Police say 40-year-old Juan Botello-Ruiz stole more than $10,000 worth of donations from the Goodwill at Coors and Eagle Ranch over the course of a year. He was busted this weekend after he was caught in the act.
“We were notified at the end of June that there was an issue with this,” Lt. Fernando Aragon with APD said.
It’s a crime Goodwill said has a ripple effect.
“When someone is stealing items from our donation center, they’re not just stealing from Goodwill,” Perez said. “In essence, they’re stealing from all New Mexicans.”
The non-profit takes donations, everything from furniture to clothing, and then sells those items in their retail store.
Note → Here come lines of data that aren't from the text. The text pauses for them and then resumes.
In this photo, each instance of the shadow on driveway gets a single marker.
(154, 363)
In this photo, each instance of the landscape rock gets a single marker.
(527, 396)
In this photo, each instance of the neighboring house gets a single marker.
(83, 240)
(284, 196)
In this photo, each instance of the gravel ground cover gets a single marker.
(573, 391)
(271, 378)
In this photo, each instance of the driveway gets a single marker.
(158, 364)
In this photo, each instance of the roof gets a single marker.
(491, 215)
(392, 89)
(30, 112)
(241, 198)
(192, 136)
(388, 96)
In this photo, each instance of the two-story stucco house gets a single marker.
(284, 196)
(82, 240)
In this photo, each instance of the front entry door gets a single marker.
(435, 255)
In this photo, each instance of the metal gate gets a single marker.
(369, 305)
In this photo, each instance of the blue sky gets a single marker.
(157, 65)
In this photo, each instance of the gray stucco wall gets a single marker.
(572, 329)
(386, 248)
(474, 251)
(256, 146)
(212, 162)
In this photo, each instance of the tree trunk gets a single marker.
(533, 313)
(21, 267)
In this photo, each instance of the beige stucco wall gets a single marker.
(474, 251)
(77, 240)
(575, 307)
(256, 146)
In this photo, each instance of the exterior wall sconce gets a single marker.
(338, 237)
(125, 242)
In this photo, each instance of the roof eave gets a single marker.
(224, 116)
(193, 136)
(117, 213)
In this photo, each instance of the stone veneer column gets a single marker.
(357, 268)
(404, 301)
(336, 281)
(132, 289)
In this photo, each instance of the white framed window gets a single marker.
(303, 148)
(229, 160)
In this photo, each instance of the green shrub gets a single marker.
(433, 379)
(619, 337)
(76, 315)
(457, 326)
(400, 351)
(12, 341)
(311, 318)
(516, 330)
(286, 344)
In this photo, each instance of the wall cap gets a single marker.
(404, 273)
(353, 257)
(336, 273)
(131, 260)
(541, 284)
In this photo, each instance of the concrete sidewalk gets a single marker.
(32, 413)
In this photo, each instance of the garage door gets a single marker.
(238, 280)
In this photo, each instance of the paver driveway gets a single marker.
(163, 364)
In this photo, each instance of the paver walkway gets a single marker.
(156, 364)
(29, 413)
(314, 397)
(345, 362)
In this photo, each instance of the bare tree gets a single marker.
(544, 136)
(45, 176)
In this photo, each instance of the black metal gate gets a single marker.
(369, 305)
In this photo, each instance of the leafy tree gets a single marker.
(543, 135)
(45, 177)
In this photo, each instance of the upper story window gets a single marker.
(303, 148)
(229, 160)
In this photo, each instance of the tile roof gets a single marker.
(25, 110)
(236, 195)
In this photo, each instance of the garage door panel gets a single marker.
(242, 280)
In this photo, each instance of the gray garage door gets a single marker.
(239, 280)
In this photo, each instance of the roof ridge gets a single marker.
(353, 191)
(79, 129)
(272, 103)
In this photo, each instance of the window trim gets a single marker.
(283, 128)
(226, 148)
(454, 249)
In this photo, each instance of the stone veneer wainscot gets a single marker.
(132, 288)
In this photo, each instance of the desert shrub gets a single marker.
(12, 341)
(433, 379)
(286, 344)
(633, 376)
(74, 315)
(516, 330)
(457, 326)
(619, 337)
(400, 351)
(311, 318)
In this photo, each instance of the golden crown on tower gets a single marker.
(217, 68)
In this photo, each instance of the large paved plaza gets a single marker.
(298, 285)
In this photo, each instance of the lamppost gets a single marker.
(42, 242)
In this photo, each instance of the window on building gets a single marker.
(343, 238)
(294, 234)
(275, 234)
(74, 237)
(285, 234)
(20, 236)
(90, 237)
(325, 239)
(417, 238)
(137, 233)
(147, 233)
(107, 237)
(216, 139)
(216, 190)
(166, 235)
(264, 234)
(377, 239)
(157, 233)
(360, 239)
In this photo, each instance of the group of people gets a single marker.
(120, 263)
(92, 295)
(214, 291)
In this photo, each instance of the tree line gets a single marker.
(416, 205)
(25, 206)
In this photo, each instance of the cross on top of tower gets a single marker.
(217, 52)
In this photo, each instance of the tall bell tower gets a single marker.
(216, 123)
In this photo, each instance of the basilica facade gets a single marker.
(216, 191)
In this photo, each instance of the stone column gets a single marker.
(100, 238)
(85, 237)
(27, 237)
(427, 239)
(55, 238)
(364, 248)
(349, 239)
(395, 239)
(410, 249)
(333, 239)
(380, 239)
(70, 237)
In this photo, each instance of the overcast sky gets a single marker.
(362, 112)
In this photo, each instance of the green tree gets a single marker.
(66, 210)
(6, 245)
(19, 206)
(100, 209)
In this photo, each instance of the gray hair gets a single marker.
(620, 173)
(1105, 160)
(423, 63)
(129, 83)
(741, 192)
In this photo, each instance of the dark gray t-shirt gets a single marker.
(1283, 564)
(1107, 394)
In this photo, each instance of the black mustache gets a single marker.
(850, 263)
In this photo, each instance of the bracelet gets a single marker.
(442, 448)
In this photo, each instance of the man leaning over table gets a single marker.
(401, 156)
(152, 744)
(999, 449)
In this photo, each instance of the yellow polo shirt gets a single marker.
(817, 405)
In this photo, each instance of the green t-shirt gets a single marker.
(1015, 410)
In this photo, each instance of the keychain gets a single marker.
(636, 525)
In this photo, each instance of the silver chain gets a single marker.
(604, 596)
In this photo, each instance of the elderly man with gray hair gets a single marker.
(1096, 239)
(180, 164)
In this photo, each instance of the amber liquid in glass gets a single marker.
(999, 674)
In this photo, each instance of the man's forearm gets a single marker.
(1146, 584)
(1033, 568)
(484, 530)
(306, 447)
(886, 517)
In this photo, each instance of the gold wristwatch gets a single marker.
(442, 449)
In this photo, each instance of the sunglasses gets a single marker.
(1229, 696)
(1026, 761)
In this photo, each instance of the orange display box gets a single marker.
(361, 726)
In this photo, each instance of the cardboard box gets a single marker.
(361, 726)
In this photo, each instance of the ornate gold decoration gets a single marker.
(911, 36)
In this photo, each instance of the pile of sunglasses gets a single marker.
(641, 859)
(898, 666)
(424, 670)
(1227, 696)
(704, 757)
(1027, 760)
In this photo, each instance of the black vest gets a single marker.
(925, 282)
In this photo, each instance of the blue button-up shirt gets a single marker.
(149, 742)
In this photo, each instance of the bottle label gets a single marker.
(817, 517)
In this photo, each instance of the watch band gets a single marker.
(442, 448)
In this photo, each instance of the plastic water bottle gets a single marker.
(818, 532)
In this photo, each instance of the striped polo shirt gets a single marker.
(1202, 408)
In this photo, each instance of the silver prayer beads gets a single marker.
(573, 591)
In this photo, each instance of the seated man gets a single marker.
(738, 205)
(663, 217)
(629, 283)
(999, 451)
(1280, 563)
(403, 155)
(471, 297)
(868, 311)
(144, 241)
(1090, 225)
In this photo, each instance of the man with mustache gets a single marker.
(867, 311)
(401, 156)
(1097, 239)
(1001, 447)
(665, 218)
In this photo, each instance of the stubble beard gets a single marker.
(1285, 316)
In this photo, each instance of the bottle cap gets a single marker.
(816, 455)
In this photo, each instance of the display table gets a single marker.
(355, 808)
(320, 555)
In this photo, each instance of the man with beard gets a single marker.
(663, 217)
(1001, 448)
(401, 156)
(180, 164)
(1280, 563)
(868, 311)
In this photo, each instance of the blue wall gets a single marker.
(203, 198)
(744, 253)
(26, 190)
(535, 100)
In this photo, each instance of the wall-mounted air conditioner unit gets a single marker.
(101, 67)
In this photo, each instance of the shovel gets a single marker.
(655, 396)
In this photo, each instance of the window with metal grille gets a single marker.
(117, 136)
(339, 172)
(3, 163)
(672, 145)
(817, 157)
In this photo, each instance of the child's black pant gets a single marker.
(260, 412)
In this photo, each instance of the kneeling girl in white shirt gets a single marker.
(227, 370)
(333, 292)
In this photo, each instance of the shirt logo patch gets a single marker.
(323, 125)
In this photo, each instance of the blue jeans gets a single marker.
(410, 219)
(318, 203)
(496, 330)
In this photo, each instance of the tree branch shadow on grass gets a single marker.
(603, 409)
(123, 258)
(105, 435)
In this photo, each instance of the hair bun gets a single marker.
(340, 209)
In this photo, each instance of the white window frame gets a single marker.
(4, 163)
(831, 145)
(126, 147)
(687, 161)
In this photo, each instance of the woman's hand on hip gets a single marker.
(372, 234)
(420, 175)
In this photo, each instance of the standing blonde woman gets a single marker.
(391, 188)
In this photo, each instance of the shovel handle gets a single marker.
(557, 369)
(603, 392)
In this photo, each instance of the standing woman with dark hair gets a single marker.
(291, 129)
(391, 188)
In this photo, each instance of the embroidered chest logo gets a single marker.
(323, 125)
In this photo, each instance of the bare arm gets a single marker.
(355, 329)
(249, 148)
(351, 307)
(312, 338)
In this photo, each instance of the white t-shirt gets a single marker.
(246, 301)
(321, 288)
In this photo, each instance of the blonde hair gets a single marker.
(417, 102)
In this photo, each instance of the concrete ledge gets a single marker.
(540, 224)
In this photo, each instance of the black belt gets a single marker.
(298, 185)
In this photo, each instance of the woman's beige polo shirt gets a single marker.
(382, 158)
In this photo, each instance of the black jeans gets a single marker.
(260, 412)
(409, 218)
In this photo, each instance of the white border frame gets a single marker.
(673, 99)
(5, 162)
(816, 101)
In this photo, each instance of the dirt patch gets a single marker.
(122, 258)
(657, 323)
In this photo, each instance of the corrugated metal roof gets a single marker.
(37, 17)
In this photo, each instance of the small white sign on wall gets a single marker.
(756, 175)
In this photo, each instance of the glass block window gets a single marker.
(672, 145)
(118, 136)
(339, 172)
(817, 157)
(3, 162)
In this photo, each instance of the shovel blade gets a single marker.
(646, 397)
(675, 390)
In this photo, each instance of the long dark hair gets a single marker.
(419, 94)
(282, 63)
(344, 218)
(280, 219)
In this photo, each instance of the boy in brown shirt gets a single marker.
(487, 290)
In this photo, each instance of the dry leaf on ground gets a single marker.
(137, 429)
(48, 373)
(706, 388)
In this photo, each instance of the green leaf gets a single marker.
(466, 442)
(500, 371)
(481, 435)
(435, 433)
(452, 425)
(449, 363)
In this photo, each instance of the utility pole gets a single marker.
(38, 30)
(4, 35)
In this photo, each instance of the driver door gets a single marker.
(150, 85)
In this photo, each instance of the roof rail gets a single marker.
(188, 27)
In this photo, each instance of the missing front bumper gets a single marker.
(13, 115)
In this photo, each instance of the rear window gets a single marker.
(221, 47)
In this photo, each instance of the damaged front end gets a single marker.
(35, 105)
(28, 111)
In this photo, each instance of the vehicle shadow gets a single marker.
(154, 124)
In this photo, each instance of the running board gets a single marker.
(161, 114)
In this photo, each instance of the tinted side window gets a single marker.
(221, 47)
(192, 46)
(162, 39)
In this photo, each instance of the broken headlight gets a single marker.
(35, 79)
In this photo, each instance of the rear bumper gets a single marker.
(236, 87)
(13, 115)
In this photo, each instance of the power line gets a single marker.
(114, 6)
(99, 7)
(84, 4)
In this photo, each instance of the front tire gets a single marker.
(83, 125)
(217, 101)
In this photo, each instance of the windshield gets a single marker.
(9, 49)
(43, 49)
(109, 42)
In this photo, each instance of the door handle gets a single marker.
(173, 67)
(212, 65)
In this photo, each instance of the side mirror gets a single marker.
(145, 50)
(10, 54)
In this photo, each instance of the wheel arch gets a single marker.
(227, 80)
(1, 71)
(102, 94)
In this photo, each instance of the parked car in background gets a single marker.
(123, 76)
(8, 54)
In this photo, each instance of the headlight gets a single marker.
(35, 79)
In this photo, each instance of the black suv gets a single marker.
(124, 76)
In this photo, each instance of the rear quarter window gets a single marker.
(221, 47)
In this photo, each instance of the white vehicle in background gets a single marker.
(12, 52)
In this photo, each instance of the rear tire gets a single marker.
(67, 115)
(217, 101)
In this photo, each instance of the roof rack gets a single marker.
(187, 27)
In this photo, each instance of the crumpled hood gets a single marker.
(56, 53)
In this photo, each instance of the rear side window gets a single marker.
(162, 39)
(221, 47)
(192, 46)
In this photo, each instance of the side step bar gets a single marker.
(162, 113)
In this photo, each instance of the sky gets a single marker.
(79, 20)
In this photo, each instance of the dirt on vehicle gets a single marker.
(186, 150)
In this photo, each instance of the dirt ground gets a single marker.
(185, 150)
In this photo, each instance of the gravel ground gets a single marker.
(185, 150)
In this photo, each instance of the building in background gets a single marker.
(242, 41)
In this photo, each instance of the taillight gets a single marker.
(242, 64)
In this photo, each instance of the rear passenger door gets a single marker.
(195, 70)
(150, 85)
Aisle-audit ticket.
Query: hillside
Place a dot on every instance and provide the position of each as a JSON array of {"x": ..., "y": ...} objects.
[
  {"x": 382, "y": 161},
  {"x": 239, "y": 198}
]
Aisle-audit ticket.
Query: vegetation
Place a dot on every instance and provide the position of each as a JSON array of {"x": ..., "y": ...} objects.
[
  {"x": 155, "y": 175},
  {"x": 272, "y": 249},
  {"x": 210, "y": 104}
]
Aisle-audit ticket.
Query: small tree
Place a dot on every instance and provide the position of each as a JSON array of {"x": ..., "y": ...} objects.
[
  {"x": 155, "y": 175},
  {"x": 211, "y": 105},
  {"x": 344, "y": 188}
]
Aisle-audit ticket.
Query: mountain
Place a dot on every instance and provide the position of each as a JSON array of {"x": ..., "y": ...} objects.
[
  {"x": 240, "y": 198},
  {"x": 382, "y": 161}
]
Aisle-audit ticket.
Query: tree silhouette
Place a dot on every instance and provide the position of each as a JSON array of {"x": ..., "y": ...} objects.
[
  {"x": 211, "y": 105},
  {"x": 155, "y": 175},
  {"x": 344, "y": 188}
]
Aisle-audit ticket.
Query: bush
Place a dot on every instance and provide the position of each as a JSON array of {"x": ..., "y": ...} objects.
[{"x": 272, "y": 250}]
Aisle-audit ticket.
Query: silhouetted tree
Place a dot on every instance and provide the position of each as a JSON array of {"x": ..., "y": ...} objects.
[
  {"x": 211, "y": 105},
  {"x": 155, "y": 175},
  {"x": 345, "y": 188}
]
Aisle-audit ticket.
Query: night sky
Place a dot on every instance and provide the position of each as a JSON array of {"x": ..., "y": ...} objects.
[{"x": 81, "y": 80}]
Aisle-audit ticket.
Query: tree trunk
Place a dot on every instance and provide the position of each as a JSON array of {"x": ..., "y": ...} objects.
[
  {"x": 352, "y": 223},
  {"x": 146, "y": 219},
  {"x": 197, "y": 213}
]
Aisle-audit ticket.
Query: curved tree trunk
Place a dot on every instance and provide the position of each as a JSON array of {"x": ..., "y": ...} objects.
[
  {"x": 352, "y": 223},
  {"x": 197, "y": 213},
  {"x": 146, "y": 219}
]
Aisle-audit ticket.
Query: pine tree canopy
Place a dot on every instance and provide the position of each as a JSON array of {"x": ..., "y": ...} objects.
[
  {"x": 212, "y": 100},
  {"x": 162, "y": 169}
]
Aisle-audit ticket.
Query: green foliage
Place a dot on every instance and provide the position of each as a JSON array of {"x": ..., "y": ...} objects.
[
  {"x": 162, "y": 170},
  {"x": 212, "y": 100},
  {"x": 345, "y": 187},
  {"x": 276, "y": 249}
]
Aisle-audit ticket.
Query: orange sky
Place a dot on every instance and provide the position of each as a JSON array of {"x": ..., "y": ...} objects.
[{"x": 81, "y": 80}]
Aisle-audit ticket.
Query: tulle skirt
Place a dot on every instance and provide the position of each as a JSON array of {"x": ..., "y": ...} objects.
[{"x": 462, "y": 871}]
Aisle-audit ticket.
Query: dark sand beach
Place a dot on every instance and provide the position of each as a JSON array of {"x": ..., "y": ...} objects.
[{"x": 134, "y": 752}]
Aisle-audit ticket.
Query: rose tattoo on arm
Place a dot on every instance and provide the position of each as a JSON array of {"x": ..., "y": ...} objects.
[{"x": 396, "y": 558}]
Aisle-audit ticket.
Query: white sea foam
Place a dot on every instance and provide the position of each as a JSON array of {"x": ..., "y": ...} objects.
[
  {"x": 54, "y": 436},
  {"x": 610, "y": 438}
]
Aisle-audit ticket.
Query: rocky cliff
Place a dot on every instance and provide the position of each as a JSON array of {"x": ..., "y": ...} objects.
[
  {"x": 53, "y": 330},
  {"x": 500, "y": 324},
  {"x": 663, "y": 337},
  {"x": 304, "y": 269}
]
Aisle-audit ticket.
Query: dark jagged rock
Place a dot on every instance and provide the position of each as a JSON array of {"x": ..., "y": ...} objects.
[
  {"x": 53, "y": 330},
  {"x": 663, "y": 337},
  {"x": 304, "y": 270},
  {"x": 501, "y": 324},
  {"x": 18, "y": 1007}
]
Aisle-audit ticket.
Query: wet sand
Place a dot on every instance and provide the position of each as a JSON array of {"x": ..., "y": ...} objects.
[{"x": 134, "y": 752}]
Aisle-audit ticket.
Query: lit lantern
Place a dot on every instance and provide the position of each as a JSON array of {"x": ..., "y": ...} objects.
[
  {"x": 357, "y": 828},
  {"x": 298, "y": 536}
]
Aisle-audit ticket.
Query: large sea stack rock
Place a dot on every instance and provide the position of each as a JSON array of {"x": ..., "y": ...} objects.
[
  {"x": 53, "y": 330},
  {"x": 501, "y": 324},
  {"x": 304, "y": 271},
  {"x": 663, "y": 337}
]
Those funds are then pumped into nine programs.
Perez said the programs help more than 12,000 New Mexicans every year.
“Every time someone takes an item from our donation center, that could potentially mean one less person that were able to help,” Perez said.
The news of Botello-Ruiz and his arrest didn’t sit well with shoppers.
“I definitely think it’s wrong,” Robin Shriver said. “It’s stealing and other people need things. It’s not fair when someone just takes it.”
Goodwill had been working alongside APD to nab whoever was stealing those donations for some time now. Detectives were able to arrest Botello-Ruiz Sunday with their camera rolling the whole time.
“Anytime someone thinks they can make a quick buck, they usually go out and try that to see how much they can get away with,” Lt. Aragon said.
Police were able to look at surveillance video from Goodwill and figure out when most of the thefts were occurring. Sunday alone, Botello-Ruiz had roughly $500 worth of stuff.
Police said Botello-Ruiz would sell the stuff he stole at flea markets and yard sales.